Anyone know any good industrial steel shelving that will easily fit exo terra's? I'm looking for a shelf that's 36" wide x 18" deep x 72" tall. I want to be able to put two 18"x18"x24" tanks on this shelf as well as a 36"x18"x36". 

I've found some that could work but they're like a half inch too short in depth so the tanks wouldn't fit perfectly flat on the shelves, which would make them unstable. 

*Please let me know if ya'll have any shelving units you trust.* I'm trying to condense some tanks into one area due to the limited space of my room.


----------



## Phantastic (Jun 7, 2016)

I'm using this one from Walmart, it's super sturdy, plus very customizable in where you place your shelves. (All the holes for shelves were also handy for other stuff; I closed off one side with spare egg crate to keep my cat from trying to climb on top of my exo terras. ) It was a pain to put together by myself (def would be easier with 2 people) but for me it's worked great. I've got an 18x18x24 on it and it's the perfect depth. It was also only about $50 when I purchased in store, I'm not sure why it's showing as being $70+ on the web right now when a larger shelf of the same type is only $50-ish? Weird.

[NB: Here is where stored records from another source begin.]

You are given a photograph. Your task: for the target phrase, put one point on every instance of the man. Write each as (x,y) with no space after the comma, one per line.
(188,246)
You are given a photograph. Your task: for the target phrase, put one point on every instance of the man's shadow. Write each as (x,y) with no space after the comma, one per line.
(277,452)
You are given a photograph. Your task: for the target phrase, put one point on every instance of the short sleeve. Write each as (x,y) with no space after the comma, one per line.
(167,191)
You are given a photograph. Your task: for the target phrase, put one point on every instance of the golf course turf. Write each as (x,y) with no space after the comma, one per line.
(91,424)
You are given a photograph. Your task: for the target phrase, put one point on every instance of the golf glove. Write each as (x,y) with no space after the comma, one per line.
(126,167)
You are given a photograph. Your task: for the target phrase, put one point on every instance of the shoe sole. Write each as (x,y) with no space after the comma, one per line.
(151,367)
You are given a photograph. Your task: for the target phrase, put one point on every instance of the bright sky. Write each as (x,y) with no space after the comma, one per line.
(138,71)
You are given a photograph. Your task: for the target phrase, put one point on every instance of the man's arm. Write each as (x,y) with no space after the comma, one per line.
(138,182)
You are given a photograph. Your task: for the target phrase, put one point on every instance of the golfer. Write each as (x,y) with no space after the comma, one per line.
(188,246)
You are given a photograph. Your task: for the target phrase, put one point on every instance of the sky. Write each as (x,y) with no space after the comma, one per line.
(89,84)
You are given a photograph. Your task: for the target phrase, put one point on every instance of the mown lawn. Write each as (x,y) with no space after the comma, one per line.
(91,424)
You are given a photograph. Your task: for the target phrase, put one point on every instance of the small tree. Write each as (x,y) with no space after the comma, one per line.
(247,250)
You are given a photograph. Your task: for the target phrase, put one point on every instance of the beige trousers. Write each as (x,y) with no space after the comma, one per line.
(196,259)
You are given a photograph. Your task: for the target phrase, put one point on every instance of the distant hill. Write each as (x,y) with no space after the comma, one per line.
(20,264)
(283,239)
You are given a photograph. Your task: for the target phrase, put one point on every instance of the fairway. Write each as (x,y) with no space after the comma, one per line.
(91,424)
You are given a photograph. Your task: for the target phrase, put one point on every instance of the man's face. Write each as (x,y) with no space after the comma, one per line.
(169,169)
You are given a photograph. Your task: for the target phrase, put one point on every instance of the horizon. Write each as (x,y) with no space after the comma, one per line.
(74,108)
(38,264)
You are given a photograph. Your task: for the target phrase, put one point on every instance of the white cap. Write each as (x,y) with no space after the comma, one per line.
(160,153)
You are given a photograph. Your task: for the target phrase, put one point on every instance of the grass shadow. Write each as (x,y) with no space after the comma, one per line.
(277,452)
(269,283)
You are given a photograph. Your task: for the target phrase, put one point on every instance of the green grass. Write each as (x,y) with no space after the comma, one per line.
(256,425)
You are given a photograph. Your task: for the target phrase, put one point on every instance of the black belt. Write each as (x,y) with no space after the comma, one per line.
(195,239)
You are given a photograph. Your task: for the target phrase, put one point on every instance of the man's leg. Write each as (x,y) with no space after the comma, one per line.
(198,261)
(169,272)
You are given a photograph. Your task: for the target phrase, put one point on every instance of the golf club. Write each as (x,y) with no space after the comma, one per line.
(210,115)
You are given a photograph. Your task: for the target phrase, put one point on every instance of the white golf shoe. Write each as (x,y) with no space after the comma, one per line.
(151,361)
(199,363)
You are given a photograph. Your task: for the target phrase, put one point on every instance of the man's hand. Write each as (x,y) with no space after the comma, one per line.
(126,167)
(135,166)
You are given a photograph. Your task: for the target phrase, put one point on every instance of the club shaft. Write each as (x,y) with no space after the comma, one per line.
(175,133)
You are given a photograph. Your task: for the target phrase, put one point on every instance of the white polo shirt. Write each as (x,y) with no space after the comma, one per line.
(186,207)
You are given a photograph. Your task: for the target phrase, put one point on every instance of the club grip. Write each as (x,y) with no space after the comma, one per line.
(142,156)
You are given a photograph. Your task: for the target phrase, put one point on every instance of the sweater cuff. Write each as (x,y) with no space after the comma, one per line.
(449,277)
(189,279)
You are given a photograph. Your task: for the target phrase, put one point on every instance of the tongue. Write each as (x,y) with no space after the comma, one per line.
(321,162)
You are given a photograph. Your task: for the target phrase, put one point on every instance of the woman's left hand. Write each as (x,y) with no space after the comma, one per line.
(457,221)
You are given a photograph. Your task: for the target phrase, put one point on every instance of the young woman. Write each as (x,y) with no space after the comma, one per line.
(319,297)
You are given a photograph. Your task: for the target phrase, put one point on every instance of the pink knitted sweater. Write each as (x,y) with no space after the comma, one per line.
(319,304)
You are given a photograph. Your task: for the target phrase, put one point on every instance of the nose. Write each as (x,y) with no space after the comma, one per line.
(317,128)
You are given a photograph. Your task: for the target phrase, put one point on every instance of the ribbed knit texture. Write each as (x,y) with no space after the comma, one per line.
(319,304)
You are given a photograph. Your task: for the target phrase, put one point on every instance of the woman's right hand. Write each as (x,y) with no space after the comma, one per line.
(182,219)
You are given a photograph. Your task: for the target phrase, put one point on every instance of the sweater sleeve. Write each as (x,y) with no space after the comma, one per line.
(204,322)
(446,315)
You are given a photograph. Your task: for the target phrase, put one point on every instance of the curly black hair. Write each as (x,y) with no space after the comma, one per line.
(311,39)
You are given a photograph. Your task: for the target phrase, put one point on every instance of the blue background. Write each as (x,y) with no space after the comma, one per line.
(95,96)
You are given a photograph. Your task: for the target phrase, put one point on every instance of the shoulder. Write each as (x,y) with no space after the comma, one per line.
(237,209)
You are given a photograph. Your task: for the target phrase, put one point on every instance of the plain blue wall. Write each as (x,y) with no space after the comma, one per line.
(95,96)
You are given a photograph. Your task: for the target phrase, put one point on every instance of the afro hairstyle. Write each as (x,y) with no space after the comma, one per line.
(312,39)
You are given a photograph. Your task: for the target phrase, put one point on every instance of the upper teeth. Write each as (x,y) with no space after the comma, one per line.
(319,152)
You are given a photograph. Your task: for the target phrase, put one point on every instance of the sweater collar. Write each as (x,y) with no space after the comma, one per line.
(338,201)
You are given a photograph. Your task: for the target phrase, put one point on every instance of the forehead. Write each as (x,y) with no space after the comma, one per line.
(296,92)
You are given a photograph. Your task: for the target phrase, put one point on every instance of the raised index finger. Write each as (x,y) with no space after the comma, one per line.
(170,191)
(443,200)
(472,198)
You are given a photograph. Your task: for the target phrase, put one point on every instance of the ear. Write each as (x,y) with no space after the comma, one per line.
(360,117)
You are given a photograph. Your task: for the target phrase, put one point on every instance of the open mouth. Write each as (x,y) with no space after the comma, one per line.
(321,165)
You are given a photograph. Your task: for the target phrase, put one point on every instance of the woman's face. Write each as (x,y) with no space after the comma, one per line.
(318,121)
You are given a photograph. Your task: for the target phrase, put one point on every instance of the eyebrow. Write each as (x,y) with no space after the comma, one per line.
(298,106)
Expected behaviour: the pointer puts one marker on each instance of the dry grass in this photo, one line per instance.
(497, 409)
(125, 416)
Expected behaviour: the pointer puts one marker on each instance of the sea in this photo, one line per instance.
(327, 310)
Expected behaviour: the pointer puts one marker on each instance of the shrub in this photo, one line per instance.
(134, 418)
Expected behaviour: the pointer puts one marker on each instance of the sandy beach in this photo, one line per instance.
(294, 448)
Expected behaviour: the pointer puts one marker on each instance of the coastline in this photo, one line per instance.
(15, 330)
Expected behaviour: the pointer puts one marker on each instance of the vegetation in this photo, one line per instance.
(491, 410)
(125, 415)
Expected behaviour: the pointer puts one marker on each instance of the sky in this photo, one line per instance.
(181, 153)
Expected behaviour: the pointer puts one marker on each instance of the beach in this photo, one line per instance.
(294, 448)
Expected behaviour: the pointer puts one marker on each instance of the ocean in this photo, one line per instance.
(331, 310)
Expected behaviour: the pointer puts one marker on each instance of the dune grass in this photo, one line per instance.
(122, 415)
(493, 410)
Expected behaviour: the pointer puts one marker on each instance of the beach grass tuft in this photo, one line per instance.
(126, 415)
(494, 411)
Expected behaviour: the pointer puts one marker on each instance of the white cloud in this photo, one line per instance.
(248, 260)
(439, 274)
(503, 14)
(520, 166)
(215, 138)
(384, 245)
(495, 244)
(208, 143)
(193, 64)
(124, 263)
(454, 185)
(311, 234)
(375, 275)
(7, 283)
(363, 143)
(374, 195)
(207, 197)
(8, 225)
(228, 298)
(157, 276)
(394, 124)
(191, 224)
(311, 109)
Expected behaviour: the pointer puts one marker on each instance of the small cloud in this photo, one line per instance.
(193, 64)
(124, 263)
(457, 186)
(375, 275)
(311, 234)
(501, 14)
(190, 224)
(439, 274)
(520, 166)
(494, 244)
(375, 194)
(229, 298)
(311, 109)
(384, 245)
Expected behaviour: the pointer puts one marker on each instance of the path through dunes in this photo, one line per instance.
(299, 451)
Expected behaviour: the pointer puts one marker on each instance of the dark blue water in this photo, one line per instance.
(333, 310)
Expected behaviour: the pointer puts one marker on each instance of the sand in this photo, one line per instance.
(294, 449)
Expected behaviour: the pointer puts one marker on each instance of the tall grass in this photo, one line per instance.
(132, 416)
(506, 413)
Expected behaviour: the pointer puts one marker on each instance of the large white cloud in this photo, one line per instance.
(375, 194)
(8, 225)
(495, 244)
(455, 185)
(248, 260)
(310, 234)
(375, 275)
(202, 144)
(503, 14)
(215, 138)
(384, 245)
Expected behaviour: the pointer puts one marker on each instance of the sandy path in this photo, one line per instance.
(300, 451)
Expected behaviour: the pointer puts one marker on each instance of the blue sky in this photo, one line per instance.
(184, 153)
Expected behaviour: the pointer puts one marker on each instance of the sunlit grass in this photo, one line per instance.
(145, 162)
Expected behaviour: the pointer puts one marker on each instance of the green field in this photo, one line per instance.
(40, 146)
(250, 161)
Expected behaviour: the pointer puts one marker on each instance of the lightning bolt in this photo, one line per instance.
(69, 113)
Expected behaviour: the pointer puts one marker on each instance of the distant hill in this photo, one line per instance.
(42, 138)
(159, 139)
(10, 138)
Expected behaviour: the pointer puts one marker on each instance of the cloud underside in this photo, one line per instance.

Anyway the only downside IMO to that particular shelf is that it's not wide enough to accommodate more than one 18x18x24. It's just big enough that I've got an 18x18x24 next to a 12x12x18 on one shelf, and they fit perfectly next to each other. You could of course fit another on a lower shelf. You might want to check out this one though which is wider, deeper, and for some reason apparently cheaper?  That might be some kind of mistake, I'm not sure. Anyway Walmart carries a pretty wide range of utility shelving, might be worth taking a look; a lot of the models they have on the web aren't in stores, but they do free ship to store, too.


----------



## evolvstll77 (Feb 17, 2007)

The best shelving out there is this one they sell at costco. Under 130. 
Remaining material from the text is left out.